In these times of the ongoing Pandemic, these attributes have become more important, because so many of us have lost someone we love, he said. AI can certainly make their memories last, even though they can't eliminate the pain of loss. The presentation left the impression that Amazon was promoting the service as a tool for digitally raising the dead. Prasad walked that back a bit in a subsequent interview on the sidelines of Amazon's re: MARS technology conference in Las Vegas, saying the service wasn't designed to simulate the voice of dead people.
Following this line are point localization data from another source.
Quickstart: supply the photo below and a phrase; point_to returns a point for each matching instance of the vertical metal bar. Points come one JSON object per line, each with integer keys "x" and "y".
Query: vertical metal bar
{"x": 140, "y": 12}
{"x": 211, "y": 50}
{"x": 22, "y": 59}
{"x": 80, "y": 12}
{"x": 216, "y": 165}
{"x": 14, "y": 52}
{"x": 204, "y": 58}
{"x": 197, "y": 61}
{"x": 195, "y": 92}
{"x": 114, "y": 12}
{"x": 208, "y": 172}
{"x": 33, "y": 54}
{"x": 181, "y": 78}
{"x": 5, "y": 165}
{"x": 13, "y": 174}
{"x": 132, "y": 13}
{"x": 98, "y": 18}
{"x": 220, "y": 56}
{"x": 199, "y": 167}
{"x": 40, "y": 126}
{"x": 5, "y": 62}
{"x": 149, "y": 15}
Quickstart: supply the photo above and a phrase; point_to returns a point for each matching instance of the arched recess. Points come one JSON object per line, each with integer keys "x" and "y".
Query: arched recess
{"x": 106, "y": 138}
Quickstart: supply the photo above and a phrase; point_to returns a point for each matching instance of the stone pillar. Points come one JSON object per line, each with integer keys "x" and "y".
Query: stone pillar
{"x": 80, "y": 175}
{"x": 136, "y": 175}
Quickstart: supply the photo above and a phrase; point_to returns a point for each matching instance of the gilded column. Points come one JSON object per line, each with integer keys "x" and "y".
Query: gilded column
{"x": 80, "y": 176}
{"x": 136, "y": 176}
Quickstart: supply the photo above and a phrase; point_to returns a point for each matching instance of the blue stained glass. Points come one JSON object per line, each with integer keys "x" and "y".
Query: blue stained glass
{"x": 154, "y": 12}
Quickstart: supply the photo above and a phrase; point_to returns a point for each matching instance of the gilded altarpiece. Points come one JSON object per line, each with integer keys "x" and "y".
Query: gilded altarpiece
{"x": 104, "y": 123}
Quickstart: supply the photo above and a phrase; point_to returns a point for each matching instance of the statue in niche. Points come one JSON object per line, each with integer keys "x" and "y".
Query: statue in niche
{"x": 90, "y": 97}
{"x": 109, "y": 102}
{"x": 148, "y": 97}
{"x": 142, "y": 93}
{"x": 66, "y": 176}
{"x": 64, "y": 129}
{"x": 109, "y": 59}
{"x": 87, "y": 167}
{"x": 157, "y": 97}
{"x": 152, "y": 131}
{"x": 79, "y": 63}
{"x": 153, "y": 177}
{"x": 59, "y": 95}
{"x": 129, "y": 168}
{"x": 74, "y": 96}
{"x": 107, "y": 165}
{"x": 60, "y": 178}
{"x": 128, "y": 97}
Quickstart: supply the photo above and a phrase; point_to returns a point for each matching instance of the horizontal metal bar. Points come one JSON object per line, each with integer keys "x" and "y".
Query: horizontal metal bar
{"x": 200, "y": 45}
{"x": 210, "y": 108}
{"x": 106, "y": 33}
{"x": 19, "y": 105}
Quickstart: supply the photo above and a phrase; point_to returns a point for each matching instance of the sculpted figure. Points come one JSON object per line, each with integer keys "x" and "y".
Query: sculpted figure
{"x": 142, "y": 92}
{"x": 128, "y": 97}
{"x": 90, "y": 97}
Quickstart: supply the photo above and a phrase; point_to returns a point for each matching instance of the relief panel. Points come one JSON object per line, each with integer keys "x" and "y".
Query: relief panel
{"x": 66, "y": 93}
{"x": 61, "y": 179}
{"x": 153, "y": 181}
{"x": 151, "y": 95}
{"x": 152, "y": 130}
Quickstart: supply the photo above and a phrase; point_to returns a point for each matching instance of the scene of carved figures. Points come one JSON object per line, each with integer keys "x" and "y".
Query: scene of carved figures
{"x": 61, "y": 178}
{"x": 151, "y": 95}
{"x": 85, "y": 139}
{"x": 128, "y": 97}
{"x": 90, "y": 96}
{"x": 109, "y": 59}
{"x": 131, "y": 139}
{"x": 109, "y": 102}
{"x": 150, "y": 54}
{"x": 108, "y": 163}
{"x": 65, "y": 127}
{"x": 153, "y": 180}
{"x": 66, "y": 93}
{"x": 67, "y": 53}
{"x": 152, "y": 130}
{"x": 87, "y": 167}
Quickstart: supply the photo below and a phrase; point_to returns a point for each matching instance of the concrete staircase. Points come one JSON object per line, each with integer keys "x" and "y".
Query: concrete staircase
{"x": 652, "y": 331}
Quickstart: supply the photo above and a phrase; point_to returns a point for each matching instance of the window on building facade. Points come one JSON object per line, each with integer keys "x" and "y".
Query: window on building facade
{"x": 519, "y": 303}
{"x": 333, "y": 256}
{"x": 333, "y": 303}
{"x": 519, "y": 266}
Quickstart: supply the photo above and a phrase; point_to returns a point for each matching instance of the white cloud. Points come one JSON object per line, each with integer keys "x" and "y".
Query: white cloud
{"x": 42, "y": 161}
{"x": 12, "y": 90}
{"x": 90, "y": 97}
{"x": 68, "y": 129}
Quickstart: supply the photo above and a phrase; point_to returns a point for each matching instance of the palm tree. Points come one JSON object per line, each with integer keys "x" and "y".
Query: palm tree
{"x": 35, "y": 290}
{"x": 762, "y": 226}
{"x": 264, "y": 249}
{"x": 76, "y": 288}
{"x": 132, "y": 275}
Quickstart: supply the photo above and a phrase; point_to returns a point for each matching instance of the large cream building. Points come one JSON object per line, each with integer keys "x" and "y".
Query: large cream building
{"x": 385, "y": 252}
He said it was not about people who aren't with you anymore. But it is about, your grandma, if you want your kid to listen to Grandma's voice, you can do that, if she is not available. The creep factor dominated the discourse as the presentation ricocheted around the web. As well as serious concerns, more serious concerns emerged. One possibility was the possibility of using the technology to create deepfakes - in this case using a legitimate recording to mimic people saying something they haven't actually vocalized.

Siwei Lyu, a professor of computer science and engineering at the University of Buffalo whose research involves deepfakes and digital media forensics, said he was concerned about the development.

There are certainly benefits of voice conversion technologies to be developed by Amazon, but we should be aware of the potential misuses, he said. A predator can disguise as a family member or a friend in a phone call to lure unaware victims, and a falsified audio recording of a high-level executive commenting on her company's financial situation could send the stock market awry. When the new Alexa feature is introduced, similar technology could make mischief a lot easier, as Amazon didn't say when it would be rolled out. Prasad said Amazon had learned to simulate a voice based on less than a minute of that person's speech. Pulling that off required hours in a studio.

The Age of Credibility for Central Banks is no longer over.